The results suggest that technology contributes both to Strengthen police presence in conflict areas such as reducing unnecessary overlap between patrols. In a scenario of limited resources, this fine-tuning is especially relevant to getting the most out of each deployed officer.

The collaboration with the Territorial Intelligence Unit of the Provincial Police Station of Malaga of the National Police This has been key to adapting the model to the reality of police work in the city. This direct contact with daily practice ensures that the system doesn't remain merely an academic exercise, but rather evolves with a view to future application.

Andalusian research and European funding for AI-powered police routes

The development of this system is part of the Juan Palma-Borda's doctoral thesis and is part of the ATREIDES project of the National R&D Plan. The work has been carried out by the Research and Applications in Artificial Intelligence Group of the UMA, a team with previous experience in agent-based models and complex data analysis.

The initiative has included Partial funding from the Ministry of University, Research and Innovationas well as from the European Regional Development Fund (ERDF), through the project "Agent-Based Crime Prediction Models and Data Science." This institutional support positions Malaga as one of the most advanced locations in Spain in the use of AI applied to public safety.

The Discover Foundation has publicized the scope of this research, in which the researcher Eduardo Guzman has highlighted the potential of artificial intelligence to design support tools in police planningThe idea is that law enforcement agencies have objective tools to help them justify and optimize their deployment decisions.

Beyond the city of Malaga, the proposal opens the door to... other Andalusian or European citiesWith sufficient georeferenced information, similar solutions can be adopted. Since it is a grid- and agent-based model, the methodology could be exported, with the necessary adaptations, to other urban environments.

In a context where security and the efficient use of public resources are under scrutiny, this type of project reinforces the commitment to a more data-driven policing management and even less so in intuition or the inertia of historical routines.

Next steps: emergencies, real-time, and more variables in the digital twin

The team from the University of Malaga hasn't stopped at designing patrol routes. The researchers are already working on New lines to expand the scope of the digital twin, with the aim of enabling the system to handle much more dynamic situations.

Among the planned next steps is the development of a module focused on real-time emergency managementThe idea is that, in the event of a specific incident, the system will be able to recalculate recommended routes on the fly, redirect patrols, and propose a reorganization of the deployment to avoid leaving other sensitive areas unprotected.

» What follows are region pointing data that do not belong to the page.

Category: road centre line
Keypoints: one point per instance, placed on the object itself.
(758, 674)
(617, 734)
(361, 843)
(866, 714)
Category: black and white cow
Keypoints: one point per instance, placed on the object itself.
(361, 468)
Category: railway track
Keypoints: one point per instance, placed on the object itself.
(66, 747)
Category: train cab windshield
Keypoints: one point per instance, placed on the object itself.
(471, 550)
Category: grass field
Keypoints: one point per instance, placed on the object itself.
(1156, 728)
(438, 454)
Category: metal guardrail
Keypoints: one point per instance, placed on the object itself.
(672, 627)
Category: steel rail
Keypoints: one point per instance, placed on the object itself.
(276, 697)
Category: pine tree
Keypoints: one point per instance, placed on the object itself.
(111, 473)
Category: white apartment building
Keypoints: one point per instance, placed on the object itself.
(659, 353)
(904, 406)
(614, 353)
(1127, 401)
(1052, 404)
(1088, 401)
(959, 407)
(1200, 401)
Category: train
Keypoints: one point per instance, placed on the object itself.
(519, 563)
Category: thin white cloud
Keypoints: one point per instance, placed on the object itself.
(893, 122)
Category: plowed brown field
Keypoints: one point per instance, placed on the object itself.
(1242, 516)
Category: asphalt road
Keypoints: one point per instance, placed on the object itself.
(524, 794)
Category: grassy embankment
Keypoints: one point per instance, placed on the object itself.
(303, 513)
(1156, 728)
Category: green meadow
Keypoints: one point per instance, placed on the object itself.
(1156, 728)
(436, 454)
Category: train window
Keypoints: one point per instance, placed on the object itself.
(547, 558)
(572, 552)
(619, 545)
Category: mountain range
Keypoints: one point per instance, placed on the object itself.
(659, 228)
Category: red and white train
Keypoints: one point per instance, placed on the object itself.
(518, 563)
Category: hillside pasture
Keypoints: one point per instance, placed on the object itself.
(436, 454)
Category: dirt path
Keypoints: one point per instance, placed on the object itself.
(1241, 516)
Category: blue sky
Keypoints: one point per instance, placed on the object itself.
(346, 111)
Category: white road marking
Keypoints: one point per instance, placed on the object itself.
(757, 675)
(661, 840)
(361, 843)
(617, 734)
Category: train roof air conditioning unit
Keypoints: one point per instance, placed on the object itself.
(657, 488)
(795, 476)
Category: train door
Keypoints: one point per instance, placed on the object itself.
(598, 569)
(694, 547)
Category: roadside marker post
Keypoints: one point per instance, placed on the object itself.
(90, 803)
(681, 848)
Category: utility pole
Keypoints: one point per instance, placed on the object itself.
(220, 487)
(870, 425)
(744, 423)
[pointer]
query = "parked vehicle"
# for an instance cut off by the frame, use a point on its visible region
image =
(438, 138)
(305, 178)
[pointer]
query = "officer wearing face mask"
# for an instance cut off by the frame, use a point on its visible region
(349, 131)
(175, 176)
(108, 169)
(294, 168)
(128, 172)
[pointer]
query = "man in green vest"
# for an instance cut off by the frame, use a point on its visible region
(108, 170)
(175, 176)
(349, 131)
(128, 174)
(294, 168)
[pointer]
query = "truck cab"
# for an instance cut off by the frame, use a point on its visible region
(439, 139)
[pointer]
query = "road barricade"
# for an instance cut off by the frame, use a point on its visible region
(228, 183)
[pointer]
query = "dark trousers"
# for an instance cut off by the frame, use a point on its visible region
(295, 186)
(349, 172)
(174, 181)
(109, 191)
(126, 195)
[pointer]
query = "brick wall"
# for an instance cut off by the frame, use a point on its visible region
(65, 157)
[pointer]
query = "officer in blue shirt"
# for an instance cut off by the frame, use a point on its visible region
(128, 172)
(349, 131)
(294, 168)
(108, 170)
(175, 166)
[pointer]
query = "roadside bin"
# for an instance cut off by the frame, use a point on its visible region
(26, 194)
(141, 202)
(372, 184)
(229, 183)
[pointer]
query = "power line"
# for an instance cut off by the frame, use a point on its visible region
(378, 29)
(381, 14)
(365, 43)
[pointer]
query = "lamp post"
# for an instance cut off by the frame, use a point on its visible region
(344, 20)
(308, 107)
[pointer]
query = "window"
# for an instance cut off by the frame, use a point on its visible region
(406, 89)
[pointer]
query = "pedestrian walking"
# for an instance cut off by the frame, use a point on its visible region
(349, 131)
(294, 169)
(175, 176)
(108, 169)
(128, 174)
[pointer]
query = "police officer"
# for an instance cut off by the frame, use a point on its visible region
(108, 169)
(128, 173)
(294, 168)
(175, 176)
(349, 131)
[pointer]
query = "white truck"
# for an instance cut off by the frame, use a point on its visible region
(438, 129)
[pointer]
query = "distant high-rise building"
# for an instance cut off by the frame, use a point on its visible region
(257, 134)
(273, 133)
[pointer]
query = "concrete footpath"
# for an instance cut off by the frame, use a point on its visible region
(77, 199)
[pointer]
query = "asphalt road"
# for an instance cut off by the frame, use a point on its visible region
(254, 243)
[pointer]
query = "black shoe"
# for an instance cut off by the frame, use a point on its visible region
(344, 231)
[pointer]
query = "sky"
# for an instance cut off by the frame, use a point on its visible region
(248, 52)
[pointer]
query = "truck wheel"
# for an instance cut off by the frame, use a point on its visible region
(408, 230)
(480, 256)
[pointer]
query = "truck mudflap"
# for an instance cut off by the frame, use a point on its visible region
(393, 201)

Also on the table is the inclusion of socioeconomic, environmental and urban mobility factors to the digital twin. Aspects such as the flow of people at certain times, the presence of leisure areas, lighting, traffic—for example, regulated by the municipal ordinance on low emission zones— or even weather conditions could influence the calculation of optimal routes.

With more layers of information integrated, the model would become even more realistic and tailored to the daily behavior of the cityThis would allow for better anticipation of where certain types of incidents might increase and for adapting surveillance to urban rhythms that are not static, such as major events, tourist seasons, or changes in mobility.

All this work is part of a broader effort to applying artificial intelligence to citizen security without losing sight of the need for human supervision and compliance with European legal frameworks on data protection and fundamental rights.

With the combination of a detailed digital twin, a coverage index that measures the actual effectiveness of surveillance, and police routes configured using multi-agent reinforcement learning, Malaga is at the forefront of the AI-powered police routesThe project demonstrates that, with quality data and collaboration between universities and security forces, it is possible to redesign urban patrolling to be less predictable, more risk-adjusted, and better aligned with the real needs of citizens.